Visiting: Categorical Features and Encoding in Decision Trees

Published in

Data Science & Design

10 min readApr 23, 2017

Full source code for the experiment and plots can be found here: https://github.com/Laurae2/CategoricalAnalysis

When you have categorical features and you are using decision trees, you often have a major issue: how to deal with categorical features?

Often you see the following…:

Postponing the problem: use a machine learning model which handle categorical features, the greatest of solutions!
Deal with the problem now: design matrix, one-hot encoding, binary encoding…

Usually, you WILL want to deal with the problem now, because if you postpone the problem, it means you already found the solution:

You do not postpone problems because in Data Science, they accumulate quickly like hell (good luck remembering every problem encountered, then come back 1 month later without thinking about them and recite them each).
You do not postpone problems without knowing the potential remedy afterwards (otherwise, you might have a working pipeline but no solution to solve it!).

So what is the matter? Let’s go back to the basics of decision trees and encoding, then we can test some good stuff… in three parts:

Machine Learning Implementations: specifications differ
Example ways of Encoding categorical features
Benchmarking Encodings versus vanilla Categorical features

Decision Trees and Encoding

Machine Learning Specification

When using decision tree models and categorical features, you mostly have three types of models:

Models handling categorical features CORRECTLY. You just throw the categorical features at the model in the appropriate format (ex: as factors in R), AND the machine learning model processes categorical features correctly as categoricals. BEST CASE because it fits your needs.
Models handling categorical features INCORRECTLY. You just throw the categorical features at the model in the appropriate format (ex: as factors in R), BUT the machine learning model processes categorical features incorrectly by doing wizardry processing to transform them into something usable (like one-hot encoding), unless you are aware of it. WORST CASE EVER because it does not do what you expected to do.
Models NOT handling categorical features at all. You have to preprocess manually the categorical features to have them in an appropriate format for the machine learning model (usually: numeric features). But how do you transform (aka ENCODE) them?

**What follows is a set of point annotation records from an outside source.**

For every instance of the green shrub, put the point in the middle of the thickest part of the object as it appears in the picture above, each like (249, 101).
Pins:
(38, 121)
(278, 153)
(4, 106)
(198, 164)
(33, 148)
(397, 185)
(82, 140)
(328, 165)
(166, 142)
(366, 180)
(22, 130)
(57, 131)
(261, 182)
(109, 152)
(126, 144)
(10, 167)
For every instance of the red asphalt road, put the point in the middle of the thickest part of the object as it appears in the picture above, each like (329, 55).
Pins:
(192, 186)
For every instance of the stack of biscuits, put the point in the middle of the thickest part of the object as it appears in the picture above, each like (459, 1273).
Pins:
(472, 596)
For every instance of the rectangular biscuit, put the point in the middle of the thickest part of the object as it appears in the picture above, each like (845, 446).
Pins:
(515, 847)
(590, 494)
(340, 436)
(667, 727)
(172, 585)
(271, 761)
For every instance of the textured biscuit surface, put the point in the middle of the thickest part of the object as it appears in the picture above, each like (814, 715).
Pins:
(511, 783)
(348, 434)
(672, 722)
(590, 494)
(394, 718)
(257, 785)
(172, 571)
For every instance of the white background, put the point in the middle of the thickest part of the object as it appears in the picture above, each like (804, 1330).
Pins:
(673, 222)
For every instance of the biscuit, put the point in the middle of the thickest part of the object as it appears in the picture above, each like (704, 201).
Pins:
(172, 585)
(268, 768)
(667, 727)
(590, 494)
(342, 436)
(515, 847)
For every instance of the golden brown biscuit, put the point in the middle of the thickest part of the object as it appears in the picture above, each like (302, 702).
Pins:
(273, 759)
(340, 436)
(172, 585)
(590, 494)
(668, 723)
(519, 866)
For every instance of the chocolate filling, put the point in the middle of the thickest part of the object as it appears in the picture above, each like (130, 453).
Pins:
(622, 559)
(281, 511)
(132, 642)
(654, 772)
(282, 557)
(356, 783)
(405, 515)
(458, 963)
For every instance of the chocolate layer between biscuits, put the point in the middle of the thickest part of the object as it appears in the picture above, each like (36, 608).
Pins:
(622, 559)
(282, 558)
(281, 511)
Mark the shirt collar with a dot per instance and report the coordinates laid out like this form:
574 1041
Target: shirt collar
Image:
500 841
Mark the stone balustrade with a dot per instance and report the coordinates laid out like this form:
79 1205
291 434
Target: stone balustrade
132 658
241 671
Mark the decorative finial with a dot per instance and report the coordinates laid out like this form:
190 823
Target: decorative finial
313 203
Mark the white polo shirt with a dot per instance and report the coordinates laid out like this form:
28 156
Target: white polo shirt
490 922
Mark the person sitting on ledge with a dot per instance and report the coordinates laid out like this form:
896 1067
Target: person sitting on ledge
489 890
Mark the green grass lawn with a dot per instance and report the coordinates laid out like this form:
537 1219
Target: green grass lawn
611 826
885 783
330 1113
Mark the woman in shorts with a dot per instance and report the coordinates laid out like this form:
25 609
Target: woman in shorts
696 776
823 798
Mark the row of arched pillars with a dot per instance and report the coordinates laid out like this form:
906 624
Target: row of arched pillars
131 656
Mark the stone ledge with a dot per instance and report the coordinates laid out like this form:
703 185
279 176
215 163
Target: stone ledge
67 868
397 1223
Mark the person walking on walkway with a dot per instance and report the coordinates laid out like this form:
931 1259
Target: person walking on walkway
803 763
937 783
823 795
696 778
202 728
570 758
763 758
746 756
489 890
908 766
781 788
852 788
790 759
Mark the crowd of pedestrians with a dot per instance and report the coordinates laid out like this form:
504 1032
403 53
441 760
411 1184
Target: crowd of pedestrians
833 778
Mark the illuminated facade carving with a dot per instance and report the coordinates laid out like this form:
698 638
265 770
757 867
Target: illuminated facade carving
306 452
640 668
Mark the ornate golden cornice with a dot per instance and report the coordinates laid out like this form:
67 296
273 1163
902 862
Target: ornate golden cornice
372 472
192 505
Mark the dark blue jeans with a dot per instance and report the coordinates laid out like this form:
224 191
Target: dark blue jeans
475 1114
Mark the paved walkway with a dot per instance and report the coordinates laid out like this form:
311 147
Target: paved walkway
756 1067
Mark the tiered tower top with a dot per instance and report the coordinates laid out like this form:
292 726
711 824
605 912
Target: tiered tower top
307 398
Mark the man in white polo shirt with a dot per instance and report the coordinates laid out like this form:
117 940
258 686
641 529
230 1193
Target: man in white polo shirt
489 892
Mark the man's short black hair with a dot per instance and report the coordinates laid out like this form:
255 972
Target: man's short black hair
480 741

We will target specifically the third type of model, because it is what we want to assess. There are many methods to encode categorical features. We are going to check three of them: numeric encoding, one-hot encoding, and binary encoding.

Categorical Encoding Specification

Categorical Encoding refers to transforming a categorical feature into one or multiple numeric features. You can use any mathematical method or logical method you wish to transform the categorical feature, the sky is the limit for this task.

Numeric Encoding

Are you transforming your categorical features by hand or are you doing the work with a computer?

Numerical Encoding is very simple: assign an arbitrary number to each category.

There is no rocket science for the transformation, except perhaps… how do you assign the arbitrary number? Is there a simple way?

The typical case is to let your favorite programming language do the work.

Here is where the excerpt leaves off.